Title: The Simple Economics of Approximately Optimal Auctions
Abstract: Systems wherein strategic agents compete for limited resources are ubiquitous: the economy, computer networks, social networks, congestion networks, etc. Auction theory governs the design and analysis of these systems. I will describe a method for using approximation in auction theory to identify simple, practical, and robust auction mechanisms that perform nearly as well as the complex optimal ones. A main goal of this approach is to understand the extent to which important intuition from optimal auctions for ideal models extends to approximately optimal auctions for more realistic models.
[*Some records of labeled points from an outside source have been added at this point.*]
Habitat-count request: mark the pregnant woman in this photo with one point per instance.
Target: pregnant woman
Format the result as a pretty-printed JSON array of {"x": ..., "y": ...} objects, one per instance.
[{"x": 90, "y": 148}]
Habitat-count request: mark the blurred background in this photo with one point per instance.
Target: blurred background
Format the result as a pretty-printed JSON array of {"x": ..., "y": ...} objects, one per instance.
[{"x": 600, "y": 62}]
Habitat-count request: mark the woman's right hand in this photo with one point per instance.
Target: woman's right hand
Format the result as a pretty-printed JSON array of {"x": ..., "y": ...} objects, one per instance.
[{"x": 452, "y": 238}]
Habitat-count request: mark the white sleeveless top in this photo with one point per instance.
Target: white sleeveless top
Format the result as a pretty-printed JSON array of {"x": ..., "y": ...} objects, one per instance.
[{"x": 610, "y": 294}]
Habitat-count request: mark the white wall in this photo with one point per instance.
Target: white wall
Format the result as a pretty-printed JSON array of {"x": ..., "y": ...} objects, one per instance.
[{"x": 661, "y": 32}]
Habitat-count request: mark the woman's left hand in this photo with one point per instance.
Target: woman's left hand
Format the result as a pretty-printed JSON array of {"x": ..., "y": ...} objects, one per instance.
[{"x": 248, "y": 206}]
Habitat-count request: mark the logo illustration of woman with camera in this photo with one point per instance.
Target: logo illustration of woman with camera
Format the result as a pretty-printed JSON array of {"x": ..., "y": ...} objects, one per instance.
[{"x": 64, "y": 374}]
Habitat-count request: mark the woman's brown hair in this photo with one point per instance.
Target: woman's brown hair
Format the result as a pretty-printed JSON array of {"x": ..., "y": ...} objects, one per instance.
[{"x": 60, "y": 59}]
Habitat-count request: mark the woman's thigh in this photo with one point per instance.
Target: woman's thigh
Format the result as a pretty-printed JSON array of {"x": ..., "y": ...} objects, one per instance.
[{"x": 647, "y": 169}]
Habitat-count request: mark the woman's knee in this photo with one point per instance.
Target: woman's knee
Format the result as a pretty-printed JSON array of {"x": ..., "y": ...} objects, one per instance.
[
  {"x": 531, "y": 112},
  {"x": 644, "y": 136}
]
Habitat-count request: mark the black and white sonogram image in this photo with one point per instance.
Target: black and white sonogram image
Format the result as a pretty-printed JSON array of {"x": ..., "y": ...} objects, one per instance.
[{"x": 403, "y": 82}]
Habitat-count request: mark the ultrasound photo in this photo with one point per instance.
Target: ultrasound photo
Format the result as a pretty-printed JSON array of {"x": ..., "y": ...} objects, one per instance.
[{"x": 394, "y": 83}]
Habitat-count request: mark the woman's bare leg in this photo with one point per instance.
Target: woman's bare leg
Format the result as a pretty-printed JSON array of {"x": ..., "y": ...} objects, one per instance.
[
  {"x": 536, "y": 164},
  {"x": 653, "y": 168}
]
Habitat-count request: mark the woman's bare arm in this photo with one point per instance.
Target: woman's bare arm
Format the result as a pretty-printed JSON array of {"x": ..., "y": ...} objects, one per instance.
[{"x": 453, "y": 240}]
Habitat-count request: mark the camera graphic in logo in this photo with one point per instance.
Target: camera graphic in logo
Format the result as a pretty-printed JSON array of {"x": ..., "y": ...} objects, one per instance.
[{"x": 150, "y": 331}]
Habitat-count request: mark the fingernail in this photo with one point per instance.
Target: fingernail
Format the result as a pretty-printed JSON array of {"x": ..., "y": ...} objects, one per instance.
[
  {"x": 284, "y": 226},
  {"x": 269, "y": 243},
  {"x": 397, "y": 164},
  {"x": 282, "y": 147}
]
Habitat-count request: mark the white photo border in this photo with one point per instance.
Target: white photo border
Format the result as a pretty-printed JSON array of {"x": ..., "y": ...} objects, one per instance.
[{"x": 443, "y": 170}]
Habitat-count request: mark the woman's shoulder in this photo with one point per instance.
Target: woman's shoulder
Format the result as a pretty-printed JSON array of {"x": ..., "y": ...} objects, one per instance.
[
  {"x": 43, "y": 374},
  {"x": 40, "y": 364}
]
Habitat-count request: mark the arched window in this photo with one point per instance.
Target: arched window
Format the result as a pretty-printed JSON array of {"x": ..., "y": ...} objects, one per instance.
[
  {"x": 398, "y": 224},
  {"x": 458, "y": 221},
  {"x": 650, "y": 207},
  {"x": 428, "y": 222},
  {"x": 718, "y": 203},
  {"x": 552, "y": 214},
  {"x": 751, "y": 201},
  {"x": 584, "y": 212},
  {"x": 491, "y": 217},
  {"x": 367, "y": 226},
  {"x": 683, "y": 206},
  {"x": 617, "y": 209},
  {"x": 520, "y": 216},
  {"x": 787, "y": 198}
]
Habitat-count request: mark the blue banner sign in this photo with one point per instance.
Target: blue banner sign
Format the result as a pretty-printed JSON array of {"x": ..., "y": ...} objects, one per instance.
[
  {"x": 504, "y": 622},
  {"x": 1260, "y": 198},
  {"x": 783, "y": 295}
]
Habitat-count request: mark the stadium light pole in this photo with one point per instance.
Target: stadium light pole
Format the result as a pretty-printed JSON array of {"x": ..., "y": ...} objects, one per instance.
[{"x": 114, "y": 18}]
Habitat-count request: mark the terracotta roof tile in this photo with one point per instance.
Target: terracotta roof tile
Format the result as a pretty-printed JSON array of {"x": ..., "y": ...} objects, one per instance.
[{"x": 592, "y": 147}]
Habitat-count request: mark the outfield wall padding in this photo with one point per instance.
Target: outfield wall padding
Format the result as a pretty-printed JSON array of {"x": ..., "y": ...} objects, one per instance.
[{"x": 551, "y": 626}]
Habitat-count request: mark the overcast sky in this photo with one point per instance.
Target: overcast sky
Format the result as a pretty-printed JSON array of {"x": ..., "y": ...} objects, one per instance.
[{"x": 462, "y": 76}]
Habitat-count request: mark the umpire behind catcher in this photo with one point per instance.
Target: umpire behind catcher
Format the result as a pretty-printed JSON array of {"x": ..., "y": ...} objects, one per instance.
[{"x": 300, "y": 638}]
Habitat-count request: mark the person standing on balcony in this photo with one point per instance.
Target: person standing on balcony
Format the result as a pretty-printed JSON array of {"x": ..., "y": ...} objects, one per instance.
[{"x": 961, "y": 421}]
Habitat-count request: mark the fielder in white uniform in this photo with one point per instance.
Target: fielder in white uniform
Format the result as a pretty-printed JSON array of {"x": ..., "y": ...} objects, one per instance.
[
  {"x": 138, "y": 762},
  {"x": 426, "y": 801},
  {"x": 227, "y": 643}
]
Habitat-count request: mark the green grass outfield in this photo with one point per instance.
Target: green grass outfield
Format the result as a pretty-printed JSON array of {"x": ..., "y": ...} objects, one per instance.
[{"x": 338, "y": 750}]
Auction theory is well understood only in ideal models where agents have single-dimensional, linear preferences. I.e., each agent has a value for receiving a service and her utility is the difference between her value and her payment. For these models optimal auctions can be interpreted as "marginal revenue" maximizers (Myerson, 1981; Bulow and Roberts 1989). In more realistic models, i.e., where bidders have multi-dimensional preferences for different outcomes or non-linear utility, similar intuitive characterizations are unknown. Understanding good auctions for these environments is considered to be the main challenge in auction theory. In these more realistic environments maximizing marginal revenue may not be optimal, and furthermore, there is sometimes no direct way to implementing the marginal revenue maximization mechanism. I will present two results: I will give procedures for implementing marginal revenue maximization in general, and I will show that marginal revenue maximization is approximately optimal. The approximation factor smoothly degrades in a term that quantifies how far the environment is from an ideal one (i.e., where marginal revenue maximization is optimal).
Joint work with Saeed Alaei, Hu Fu, Nima Haghpanah, and Azarakhsh Malekian.